The repayment obligations of Borrower under each Sponsor Subordinated Note shall be subordinated to
the Secured Obligations, as set forth in the Sponsor Subordination Agreement.
(b) Notwithstanding anything to the contrary herein, Sponsor and Dubai World may jointly elect
to convert all or any portion of the obligations evidenced by their respective Sponsor Subordinated
Notes into Equity Commitments so long as Sponsor and Dubai World jointly agree as to the amounts to
be converted and provide written notice of any such conversion to the Collateral Agent.
4. Reduction of Contribution Commitments. The unfunded portions of the Equity
Commitment may be reduced from time to time by the application of Restricted Payments in accordance
with the terms of Sections 7.06(c), 7.06(d) and 7.06(f) of the Credit Agreement. Any such
reductions shall be applied as between the outstanding amount of such commitments of Sponsor and
Dubai World on a pro rata basis, in accordance with the equal ownership interests in Borrower held
by the Subsidiaries of Sponsor and Dubai World that are direct members of Borrower.

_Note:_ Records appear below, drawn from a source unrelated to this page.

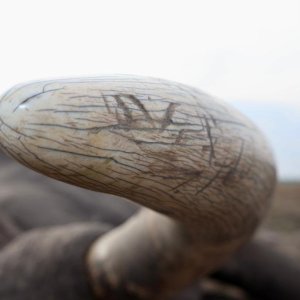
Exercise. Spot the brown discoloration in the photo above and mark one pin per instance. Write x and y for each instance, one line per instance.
(163, 145)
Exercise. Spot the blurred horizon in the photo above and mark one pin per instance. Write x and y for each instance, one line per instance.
(234, 50)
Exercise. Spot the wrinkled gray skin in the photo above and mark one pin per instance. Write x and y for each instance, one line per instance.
(46, 228)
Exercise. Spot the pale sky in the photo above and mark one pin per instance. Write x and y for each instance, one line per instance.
(241, 51)
(236, 50)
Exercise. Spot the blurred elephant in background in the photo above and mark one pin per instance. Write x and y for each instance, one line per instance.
(46, 228)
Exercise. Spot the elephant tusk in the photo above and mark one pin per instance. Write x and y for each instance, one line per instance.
(203, 172)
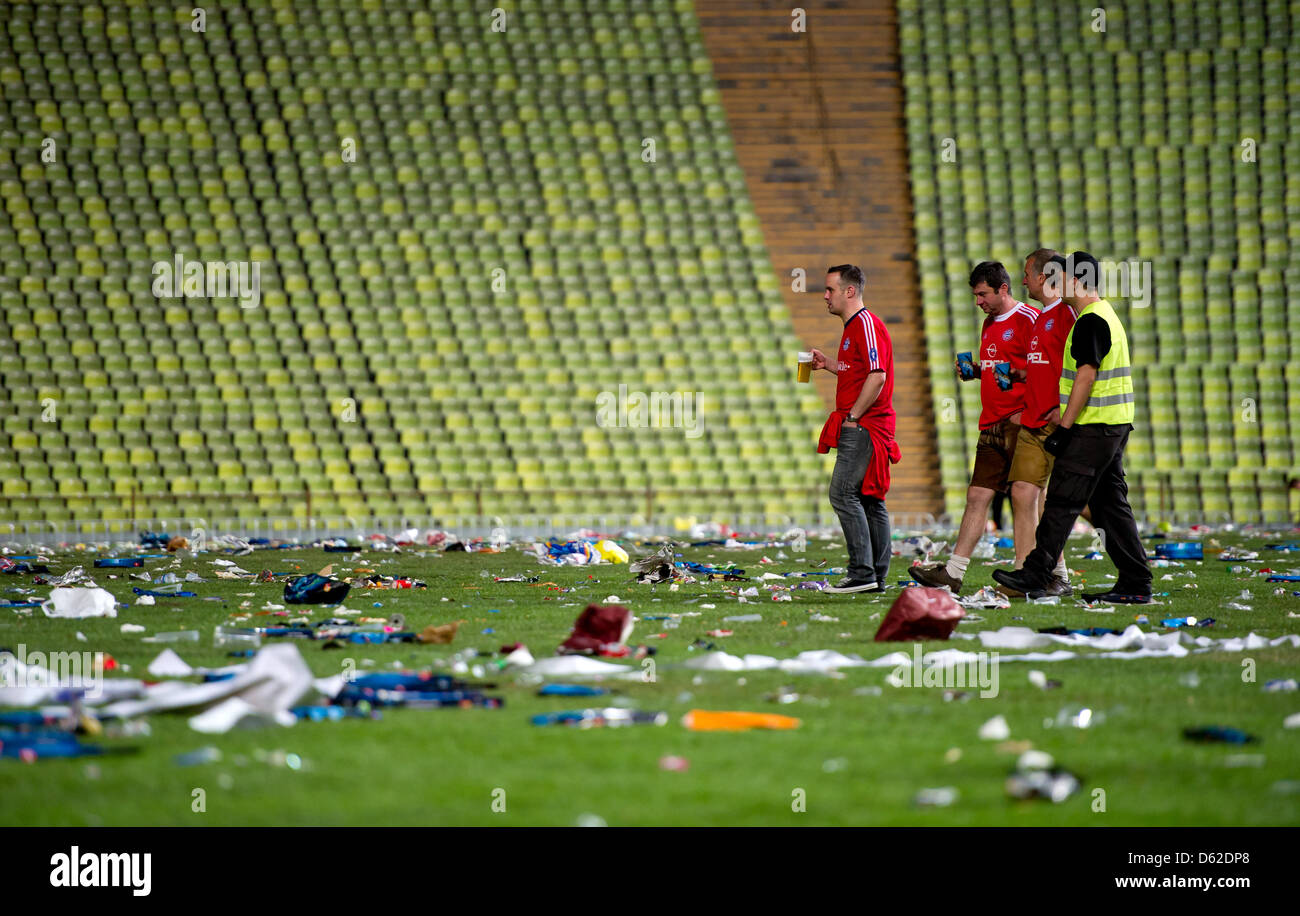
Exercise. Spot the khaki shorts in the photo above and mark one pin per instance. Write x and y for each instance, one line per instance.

5. Additional Equity and Subordinated Debt Investments. If, at any time after Sponsor
has contributed to Borrower all of the Equity Commitment pursuant to this Agreement, Borrower is
not in compliance with the In-Balance Test, Sponsor and Dubai World may jointly elect, in their
respective sole and absolute discretion, to make, or cause their wholly-owned Subsidiaries to make,
additional contributions to Borrower in the form of equity or (if the Sponsors jointly so agree by
written notice to the Collateral Agent) Sponsor Subordinated Debt in order to cause the Borrower to
be in compliance with the In-Balance Test. Sponsor and Dubai World may jointly elect, in their
respective sole and absolute discretion, at any time to make, or cause their wholly-owned
Subsidiaries to make, additional contributions to Borrower in the form of equity or Sponsor
Subordinated Debt for the purpose of funding Casualty Bridge Capital as permitted under the Credit
Agreement. If any such additional contributions are in the form of Sponsor Subordinated Debt,
Borrower shall issue a Sponsor Subordinated Note in the amount of such contribution, Sponsor or its
Subsidiary that funds such contribution shall execute a joinder to the Sponsor Subordination
Agreement (unless such Person already is a party thereto) and all such additional Sponsor
Subordinated Debt contributions shall constitute Subordinated Indebtedness (as defined in the
Sponsor Subordination Agreement). Sponsor shall provide written notice to the Collateral Agent of
any such additional contributions of equity or Sponsor Subordinated Debt.
6. Draws under Sponsor Completion Guarantee. Any reimbursement obligation of Borrower
to Sponsor arising from a Draw Request that is funded by Sponsor or its designated wholly-owned
Subsidiary under and pursuant to the MGM Completion Guarantee shall constitute additional
contributions to the permanent equity capital of Borrower.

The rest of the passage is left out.